Article

CMA veterinary proposals: practical steps for UK vets

12 December 2025

A vet with a cat

In October 2025, the Competition and Markets Authority (CMA) proposed a series of measures to reform the UK’s veterinary services market, following its provisional findings that highlighted concerns about competition in the sector. The recommendations include improving price transparency and increasing choice for pet owners.

The CMA subsequently launched a public consultation on these proposals, which closed on 14 November 2025.

For more information on the CMA’s role and the purpose of this investigation, see our earlier article here.

Key issues in the UK veterinary market

The CMA identified three core issues in the veterinary services market:

  1. Lack of timely information – pet owners often don’t receive clear details on costs, treatments, medicines and practice differences
  2. Barriers to choice, including limited redress options, delays in receiving prescriptions and difficulties in changing veterinary providers
  3. An out-of-date regulatory system that’s not fit for purpose.

Proposed changes for veterinary practices

To improve competition and empower pet owners, the CMA’s proposals for veterinary practices include:

  • Mandatory disclosure of practice ownership and standard service prices – this information will initially appear on the Royal College of Veterinary Surgeon’s (RCVS) ‘Find a Vet’ website
  • Written estimates for treatments over £500 (inclusive of aftercare) and itemised bills for transparency
  • Clear prescribing policies, including same-day written prescriptions, capped fees (£16) and enabling pet owners to buy medicine online where ongoing medication is required
  • Transparent pricing for pet care plans and cremation options
  • A robust complaints system that meets stipulated criteria
  • Restrictions on out-of-hours providers from imposing unreasonably long termination periods in their contracts with practices
  • Written policies and processes to help veterinary professionals act in accordance with the RCVS Codes of Professional Conduct for Veterinary Surgeons and Veterinary Nurses
  • A modernised regulatory framework increasing the role and remit of the RCVS.

What should veterinary practices do now?

The consultation has now closed, and we await confirmation on whether the proposals will be implemented as drafted or amended following feedback.

From a commercial perspective, practices should start preparing now so that any final rules become ‘business as usual’ rather than a disruptive overhaul.
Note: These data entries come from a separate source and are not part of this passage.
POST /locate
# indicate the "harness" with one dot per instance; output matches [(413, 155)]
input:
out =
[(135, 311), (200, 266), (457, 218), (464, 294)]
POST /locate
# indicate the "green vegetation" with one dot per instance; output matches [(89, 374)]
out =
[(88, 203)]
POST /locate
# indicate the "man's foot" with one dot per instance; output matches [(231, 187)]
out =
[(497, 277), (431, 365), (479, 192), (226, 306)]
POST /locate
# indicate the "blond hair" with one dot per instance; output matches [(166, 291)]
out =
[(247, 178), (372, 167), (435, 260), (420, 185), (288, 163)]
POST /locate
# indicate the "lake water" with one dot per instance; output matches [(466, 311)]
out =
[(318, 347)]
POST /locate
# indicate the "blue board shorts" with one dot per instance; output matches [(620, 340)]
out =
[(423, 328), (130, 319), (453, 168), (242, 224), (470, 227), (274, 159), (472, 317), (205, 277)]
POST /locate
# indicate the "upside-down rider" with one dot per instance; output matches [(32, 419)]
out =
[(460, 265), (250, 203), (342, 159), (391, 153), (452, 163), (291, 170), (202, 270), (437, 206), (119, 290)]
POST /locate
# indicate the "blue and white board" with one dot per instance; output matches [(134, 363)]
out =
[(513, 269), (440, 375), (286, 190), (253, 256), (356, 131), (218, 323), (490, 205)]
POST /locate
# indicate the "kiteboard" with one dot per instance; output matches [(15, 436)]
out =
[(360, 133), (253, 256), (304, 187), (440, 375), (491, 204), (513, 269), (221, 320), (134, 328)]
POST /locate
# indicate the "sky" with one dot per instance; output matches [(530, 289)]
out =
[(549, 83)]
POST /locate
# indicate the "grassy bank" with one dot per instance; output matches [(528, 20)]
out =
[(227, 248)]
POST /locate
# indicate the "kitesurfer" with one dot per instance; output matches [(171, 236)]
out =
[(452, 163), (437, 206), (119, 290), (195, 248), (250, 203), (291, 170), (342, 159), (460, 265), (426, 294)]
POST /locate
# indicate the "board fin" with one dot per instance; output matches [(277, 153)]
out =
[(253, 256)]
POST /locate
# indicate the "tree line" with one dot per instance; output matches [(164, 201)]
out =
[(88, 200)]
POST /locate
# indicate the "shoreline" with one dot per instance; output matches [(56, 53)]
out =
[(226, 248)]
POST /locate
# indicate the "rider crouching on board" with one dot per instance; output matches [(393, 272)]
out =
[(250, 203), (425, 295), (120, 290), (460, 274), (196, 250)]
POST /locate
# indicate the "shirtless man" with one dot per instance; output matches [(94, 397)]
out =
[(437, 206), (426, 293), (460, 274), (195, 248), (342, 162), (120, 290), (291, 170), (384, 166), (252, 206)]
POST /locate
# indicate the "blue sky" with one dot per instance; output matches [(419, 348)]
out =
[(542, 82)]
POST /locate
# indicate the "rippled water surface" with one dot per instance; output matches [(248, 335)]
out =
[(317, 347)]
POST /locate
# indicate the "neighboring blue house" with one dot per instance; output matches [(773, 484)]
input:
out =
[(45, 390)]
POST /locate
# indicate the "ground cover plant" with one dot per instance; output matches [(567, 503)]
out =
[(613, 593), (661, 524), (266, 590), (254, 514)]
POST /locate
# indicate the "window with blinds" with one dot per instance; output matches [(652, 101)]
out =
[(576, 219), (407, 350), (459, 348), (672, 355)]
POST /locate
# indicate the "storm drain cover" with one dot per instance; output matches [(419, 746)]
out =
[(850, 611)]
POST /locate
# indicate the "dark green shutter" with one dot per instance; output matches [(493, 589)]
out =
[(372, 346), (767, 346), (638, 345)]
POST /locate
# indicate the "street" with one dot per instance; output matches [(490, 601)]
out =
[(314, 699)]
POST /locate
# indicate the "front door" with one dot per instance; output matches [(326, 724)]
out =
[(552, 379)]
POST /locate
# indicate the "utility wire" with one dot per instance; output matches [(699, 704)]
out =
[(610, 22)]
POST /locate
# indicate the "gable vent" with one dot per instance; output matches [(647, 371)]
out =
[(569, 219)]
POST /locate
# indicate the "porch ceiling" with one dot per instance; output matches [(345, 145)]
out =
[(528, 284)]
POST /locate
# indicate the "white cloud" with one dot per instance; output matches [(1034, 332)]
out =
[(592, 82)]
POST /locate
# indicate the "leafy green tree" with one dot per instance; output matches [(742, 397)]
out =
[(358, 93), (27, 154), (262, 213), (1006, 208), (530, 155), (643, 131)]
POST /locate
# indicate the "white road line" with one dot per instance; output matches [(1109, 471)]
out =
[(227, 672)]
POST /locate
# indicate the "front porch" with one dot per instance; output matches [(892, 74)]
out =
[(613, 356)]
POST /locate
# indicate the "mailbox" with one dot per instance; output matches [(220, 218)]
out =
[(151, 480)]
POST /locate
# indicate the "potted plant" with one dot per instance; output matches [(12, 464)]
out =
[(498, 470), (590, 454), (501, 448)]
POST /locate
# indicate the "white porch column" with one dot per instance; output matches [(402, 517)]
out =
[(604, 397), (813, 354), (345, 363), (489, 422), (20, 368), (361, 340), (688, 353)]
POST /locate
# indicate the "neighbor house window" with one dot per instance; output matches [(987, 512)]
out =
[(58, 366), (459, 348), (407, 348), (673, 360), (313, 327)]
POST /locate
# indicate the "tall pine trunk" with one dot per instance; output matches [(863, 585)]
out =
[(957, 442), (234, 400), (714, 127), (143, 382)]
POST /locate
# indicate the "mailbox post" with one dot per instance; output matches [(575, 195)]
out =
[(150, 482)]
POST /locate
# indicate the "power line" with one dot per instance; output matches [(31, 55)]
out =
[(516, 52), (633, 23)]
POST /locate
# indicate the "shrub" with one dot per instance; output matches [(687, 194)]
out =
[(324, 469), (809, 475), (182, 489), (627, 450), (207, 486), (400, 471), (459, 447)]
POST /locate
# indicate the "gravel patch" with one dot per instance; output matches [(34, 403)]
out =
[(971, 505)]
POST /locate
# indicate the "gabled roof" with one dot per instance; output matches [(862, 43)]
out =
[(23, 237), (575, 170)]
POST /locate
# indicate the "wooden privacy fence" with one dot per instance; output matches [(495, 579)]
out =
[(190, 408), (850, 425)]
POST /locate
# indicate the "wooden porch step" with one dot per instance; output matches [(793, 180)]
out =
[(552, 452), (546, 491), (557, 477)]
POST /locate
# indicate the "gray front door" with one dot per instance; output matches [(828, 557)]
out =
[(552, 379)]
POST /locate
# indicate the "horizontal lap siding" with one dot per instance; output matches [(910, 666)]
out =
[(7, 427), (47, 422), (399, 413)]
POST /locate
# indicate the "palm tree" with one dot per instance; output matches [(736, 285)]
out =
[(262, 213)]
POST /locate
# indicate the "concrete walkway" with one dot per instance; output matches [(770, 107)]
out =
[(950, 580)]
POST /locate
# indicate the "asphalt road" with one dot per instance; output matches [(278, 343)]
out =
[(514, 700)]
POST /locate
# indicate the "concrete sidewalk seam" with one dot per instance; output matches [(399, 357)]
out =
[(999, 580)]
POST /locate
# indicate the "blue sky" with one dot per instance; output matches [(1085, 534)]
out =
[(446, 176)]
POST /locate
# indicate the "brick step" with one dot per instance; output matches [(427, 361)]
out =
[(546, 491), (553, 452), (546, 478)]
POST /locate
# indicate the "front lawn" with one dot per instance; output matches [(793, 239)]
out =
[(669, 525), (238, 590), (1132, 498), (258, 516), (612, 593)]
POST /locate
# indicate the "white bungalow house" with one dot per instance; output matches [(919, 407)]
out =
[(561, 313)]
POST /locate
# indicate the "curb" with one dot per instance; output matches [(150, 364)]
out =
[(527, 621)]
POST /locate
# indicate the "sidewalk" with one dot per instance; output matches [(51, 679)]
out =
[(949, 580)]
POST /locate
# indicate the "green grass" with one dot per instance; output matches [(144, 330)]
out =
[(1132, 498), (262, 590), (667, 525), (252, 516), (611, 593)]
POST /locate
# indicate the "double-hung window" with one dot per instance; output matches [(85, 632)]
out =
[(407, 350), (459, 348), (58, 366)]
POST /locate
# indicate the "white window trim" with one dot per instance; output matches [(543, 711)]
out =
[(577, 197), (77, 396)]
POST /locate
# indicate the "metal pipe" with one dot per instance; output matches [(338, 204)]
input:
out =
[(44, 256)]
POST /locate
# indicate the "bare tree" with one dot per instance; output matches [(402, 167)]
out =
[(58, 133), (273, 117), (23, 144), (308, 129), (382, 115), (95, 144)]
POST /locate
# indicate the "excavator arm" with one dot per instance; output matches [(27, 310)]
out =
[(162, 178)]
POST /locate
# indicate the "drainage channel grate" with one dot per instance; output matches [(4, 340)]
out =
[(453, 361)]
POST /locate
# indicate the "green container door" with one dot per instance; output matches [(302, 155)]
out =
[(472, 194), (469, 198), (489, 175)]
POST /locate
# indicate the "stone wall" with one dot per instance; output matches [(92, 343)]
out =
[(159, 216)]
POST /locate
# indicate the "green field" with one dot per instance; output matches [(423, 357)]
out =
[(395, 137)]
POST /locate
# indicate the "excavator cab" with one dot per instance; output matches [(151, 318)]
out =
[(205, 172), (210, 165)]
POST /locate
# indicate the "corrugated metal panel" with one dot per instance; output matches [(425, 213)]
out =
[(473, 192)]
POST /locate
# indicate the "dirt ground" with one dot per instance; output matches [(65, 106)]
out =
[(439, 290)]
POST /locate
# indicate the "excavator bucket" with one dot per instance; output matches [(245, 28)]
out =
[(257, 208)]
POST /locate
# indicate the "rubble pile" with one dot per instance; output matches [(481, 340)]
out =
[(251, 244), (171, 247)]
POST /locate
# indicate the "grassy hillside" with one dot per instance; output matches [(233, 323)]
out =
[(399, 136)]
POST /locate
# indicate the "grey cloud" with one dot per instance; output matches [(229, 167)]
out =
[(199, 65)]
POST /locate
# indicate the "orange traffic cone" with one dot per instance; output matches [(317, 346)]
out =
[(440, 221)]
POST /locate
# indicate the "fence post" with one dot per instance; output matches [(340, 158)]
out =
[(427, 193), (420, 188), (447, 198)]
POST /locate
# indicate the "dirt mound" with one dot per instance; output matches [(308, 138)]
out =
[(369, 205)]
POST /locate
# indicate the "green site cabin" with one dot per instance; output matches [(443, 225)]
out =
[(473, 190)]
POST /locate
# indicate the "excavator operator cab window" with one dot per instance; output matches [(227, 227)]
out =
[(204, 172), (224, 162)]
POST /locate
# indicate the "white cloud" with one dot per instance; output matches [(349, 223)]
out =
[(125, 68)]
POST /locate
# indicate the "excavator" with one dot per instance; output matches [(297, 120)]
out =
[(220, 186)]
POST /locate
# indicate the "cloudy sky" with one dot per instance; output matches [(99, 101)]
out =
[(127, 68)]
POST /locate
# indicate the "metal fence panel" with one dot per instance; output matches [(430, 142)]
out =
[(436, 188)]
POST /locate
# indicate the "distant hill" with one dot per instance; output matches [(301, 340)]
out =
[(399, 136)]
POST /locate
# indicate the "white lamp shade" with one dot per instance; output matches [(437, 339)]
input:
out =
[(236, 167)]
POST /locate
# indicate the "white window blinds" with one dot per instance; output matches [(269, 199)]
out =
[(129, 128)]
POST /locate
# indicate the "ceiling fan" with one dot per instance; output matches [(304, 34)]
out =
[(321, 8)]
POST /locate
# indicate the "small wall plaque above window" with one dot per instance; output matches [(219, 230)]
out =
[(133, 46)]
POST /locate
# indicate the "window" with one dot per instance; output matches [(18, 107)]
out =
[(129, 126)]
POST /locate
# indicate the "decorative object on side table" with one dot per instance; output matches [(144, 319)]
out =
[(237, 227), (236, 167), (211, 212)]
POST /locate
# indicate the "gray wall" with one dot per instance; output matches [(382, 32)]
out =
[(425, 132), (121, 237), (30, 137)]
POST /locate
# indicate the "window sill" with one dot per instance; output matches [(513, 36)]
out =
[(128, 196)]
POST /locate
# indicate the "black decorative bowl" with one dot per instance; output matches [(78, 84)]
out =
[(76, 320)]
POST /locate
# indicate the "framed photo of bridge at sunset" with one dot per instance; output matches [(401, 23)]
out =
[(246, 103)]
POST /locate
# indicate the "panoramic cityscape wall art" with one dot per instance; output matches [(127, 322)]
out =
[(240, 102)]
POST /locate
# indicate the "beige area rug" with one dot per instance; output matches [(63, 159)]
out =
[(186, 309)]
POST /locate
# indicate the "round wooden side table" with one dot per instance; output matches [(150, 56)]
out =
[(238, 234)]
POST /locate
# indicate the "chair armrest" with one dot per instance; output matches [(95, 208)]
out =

Here are five practical steps:

  1. Review contracts: audit out-of-hours and key supplier agreements to remove overly restrictive termination and notice clauses. Develop a renewal playbook with approved fallback positions
  2. Update policies and training: adopt a single prescribing and advice policy, refresh client-facing scripts and website content and deliver role-based training for consistent communication across all sites
  3. Strengthen governance: appoint a practice-level compliance lead and develop an implementation plan with milestones, accountabilities and defined workstreams – particularly around pricing transparency, prescriptions, ownership disclosures, complaints and contracts.
  4. Upgrade systems and processes: configure practice management software to prompt estimates and itemised billing, enable same-day prescription processing where clinically appropriate and support standardised website updates for pricing and ownership information
  5. Monitor and report: establish a central log and dashboard to track key indicators, such as prescription turnaround times and website pricing accuracy. Report regularly to the practice lead and take remedial action where needed.

Taking these measures early will facilitate a smoother transition in line with the CMA’s proposals, reduce compliance risk and spread implementation costs over time.

Looking ahead

While any amendments to the Veterinary Surgeons Act will take time to be passed and implemented, practices should ensure their complaints policy remains active and accessible. Veterinary professionals must also continue to meet the standards set out in the RCVS Code to minimise the risk of complaints.

Early preparation will make compliance smoother, reduce risk and position your practice as transparent and customer focused.